Politics · Religion

The Christian Double Standard on Religious Violence


Imagine if people blamed Christianity for this act of violence.

Imagine if people searched frantically through the Bible in the hope of digging up verses which could have justified this action (which is entirely possible).

Imagine if people used this attack to pass legislation banning all Christians from entering the country.

Imagine if people started asking “moderate” Christians to condemn this act of violence.

Imagine if people created an entire anti-Christian industry of propaganda linking this Christian and Christianity in general to barbarity, violence, oppression, terrorism, etc., etc.

Imagine if people spewed the term “radical Christian terrorism” after this event.

Imagine if people wondered if Christianity is compatible with American values based on this murder spree.

Imagine if people connected this attack to far-right wing Christian militias throughout the country.

Imagine if people identified this guy’s church and then called for increased surveillance around that community (and all those who might be similar or affiliated with it).

Imagine if double standards didn’t exist.

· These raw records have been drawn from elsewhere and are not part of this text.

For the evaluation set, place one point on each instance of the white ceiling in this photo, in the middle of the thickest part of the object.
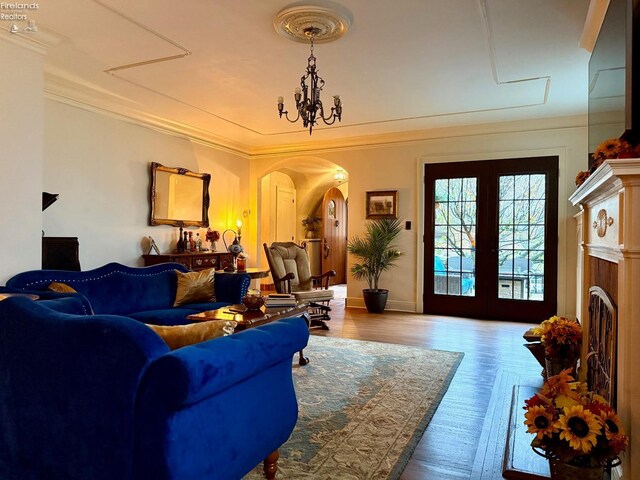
(404, 65)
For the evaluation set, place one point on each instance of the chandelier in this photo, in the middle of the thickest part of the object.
(307, 96)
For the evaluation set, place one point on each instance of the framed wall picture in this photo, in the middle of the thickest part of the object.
(382, 204)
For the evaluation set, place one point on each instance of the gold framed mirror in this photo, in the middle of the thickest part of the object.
(179, 197)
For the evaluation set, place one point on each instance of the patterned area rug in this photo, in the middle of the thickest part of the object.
(363, 408)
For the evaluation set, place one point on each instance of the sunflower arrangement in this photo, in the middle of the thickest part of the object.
(574, 425)
(561, 337)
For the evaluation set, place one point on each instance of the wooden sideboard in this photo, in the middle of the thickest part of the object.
(193, 261)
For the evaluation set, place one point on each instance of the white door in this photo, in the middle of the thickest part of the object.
(285, 215)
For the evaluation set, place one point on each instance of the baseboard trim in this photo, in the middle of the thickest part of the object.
(392, 305)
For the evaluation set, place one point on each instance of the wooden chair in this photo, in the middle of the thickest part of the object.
(291, 273)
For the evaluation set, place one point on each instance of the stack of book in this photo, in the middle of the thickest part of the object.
(279, 300)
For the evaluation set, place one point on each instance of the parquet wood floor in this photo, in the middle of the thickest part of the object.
(447, 450)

4 thoughts on “The Christian Double Standard on Religious Violence

  1. But you don’t have to search frantically through the Koran to find verses which can be used to justify violence do you? They are there in abundance, at least in the Medinan chapters.

    Unlike in the Bible, which is why this is not an honest comparison.


      1. Ah yes, the Canaanites. Exterminated. Job done. Therefore no Canaanite need worry today.
        Unlike the apparently open-ended commands to kill the infidel in the Koran, or at least that is how later Islamic tradition understood them to be.

        That is why I specifically used the phrase “verses which can be used to justify violence” ie today. We all know there are more violent passages in the Bible, even passages commanding violence, but even then they are:

        1. proportionately far fewer than in the Koran which is just a fraction of the length of the Bible.

        2. no longer current, partly because they were time and place specific and partly because both Jews and Christians have moved on from the Old Testament bloodshed.

        I would also make the point that the Bible starts out violent and becomes peaceful whereas the Koran starts out peaceful and becomes violent, reaching a crescendo in sura 9. That seems an important distinction to me.

        How very simplistic just to count the violent passages. It is hard to believe anyone would take it seriously but I guess it just suits your pre-conceived position. Tragic.


  2. We don’t need to dig up any passages from Quran. ISIS and other jihadists do it for us when they cite what motivated justified their crimes.